5 May 2025 | Kaichen Zhang, Bo Li, Peiuyan Zhang, Fanyi Pu, Joshua Adrian Cahyono, Kairui Hu, Shuai Liu, Jingkang Yang, Chunyuan Li, Ziwei Liu, Yuanhan Zhang
The paper "LMMs-EVAL: Reality Check on the Evaluation of Large Multimodal Models" addresses the challenges in evaluating Large Multimodal Models (LMMs) by introducing a unified and standardized benchmark suite, LMMs-EVAL, and two additional tools: LMMs-EVAL LITE and LIVEBENCH. The authors aim to provide a comprehensive, transparent, and reproducible evaluation framework for LMMs.
1. **LMMs-EVAL**: A unified and standardized multimodal benchmark suite covering over 50 tasks and more than 10 models, ensuring wide coverage and standardization in evaluations.
2. **LMMs-EVAL LITE**: An efficient evaluation toolkit that provides reliable and aligned results with the full-set evaluation, reducing costs while maintaining quality.
3. **LIVEBENCH**: An evaluation benchmark that uses continuously updated news and forum websites to assess models' zero-shot generalization ability on recent events, addressing data contamination issues.
The paper highlights the importance of considering the evaluation trilemma—wide coverage, low cost, and zero contamination—and provides practical solutions to navigate this trade-off.

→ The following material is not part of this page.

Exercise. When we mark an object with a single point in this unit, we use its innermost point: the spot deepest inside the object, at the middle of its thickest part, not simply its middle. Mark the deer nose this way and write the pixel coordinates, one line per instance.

It also discusses the limitations of existing benchmarks and the need for more comprehensive evaluations to accurately assess model performance. The authors open-source their codebase and maintain a leaderboard for LIVEBENCH at GitHub and LiveBench.The paper "LMMs-EVAL: Reality Check on the Evaluation of Large Multimodal Models" addresses the challenges in evaluating Large Multimodal Models (LMMs) by introducing a unified and standardized benchmark suite, LMMs-EVAL, and two additional tools: LMMs-EVAL LITE and LIVEBENCH. The authors aim to provide a comprehensive, transparent, and reproducible evaluation framework for LMMs.
1. **LMMs-EVAL**: A unified and standardized multimodal benchmark suite covering over 50 tasks and more than 10 models, ensuring wide coverage and standardization in evaluations.
2. **LMMs-EVAL LITE**: An efficient evaluation toolkit that provides reliable and aligned results with the full-set evaluation, reducing costs while maintaining quality.
3. **LIVEBENCH**: An evaluation benchmark that uses continuously updated news and forum websites to assess models' zero-shot generalization ability on recent events, addressing data contamination issues.
The paper highlights the importance of considering the evaluation trilemma—wide coverage, low cost, and zero contamination—and provides practical solutions to navigate this trade-off. It also discusses the limitations of existing benchmarks and the need for more comprehensive evaluations to accurately assess model performance. The authors open-source their codebase and maintain a leaderboard for LIVEBENCH at GitHub and LiveBench.